Budowanie masy mięśniowej i redukcja tkanki tłuszczowej.
Wyczytałem, że te dwie rzeczy absolutnie nie idą w parze ze sobą...
Więc jak to w końcu jest, mam trochę tkanki tłuszczowej przede wszystkim brzuch, uda.. ułożyłem taką dietę aby wspomagała przyrost masy mięśniowej i wyrzeźbiła mi sylwetkę w te właśnie mięśnie..
Czyli moja dieta i ćwiczenia są na nic, bo co prawda mięśnie urosną ale zaległy tłuszcz się nie zredukuje?
Co w takim razie z teorią "najpierw masa potem rzeźba"...
Nie mam dużo tego tłuszczu, dlatego wziąłem się ostro za ćwiczenia i dietę, ale sądziłem że w ten sposób przyrosnę w mięśnie i zredukuję te resztę tłuszczu, a teraz mi się już wszystko pomieszało i nie wiem co mam robić, schudnąć na maksa a potem budować czyste mięśnie na nowo na diecie i ćwiczeniach?
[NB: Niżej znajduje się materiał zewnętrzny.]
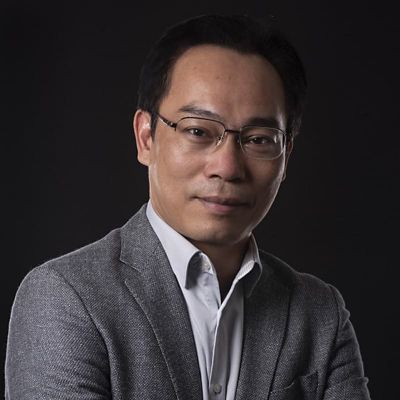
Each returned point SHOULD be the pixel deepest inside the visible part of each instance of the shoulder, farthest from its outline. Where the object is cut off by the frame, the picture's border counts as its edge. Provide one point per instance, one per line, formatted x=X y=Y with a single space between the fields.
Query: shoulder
x=93 y=268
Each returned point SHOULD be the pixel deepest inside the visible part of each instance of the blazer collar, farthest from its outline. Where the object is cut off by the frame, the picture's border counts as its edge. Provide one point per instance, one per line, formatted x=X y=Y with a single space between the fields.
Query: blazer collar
x=156 y=290
x=265 y=318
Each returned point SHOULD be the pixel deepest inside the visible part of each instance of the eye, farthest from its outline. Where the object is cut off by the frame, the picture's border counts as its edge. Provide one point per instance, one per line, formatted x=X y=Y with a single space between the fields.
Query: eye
x=259 y=140
x=199 y=132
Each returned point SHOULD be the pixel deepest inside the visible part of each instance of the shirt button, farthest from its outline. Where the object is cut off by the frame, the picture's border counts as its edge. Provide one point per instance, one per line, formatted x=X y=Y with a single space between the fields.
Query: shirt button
x=217 y=388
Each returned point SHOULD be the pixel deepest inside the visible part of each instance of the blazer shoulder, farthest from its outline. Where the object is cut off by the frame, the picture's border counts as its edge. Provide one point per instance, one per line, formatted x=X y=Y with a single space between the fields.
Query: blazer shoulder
x=305 y=288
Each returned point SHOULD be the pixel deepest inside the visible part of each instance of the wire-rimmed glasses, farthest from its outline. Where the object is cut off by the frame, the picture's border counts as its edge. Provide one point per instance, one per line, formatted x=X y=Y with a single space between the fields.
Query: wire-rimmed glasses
x=204 y=135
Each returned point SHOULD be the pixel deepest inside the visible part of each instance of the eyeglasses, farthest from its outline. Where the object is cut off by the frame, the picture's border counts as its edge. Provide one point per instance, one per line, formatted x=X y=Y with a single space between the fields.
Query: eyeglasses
x=204 y=135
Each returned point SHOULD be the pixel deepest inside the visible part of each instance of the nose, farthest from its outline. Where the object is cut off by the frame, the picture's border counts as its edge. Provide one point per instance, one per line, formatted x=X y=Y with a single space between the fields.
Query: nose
x=226 y=160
To już brzmi nawet jakoś absurdalnie.
Czy może jednak nie jest to żelazna zasada i przy odpowiednio zbilansowanej, bogatej we wszystkie składniki diecie + ćwiczeniach spalę ten tłuszcz budując mięśnie albo chociaż utrzymam ich masę?
Proszę o radę, bo już się pogubiłem całkowicie, a jestem od zawsze bardzo aktywny fizycznie i zdrowo jadłem, ale teraz od miesiąca przykładam się do tego jeszcze bardziej a teraz mi się wszystko pogmatwało.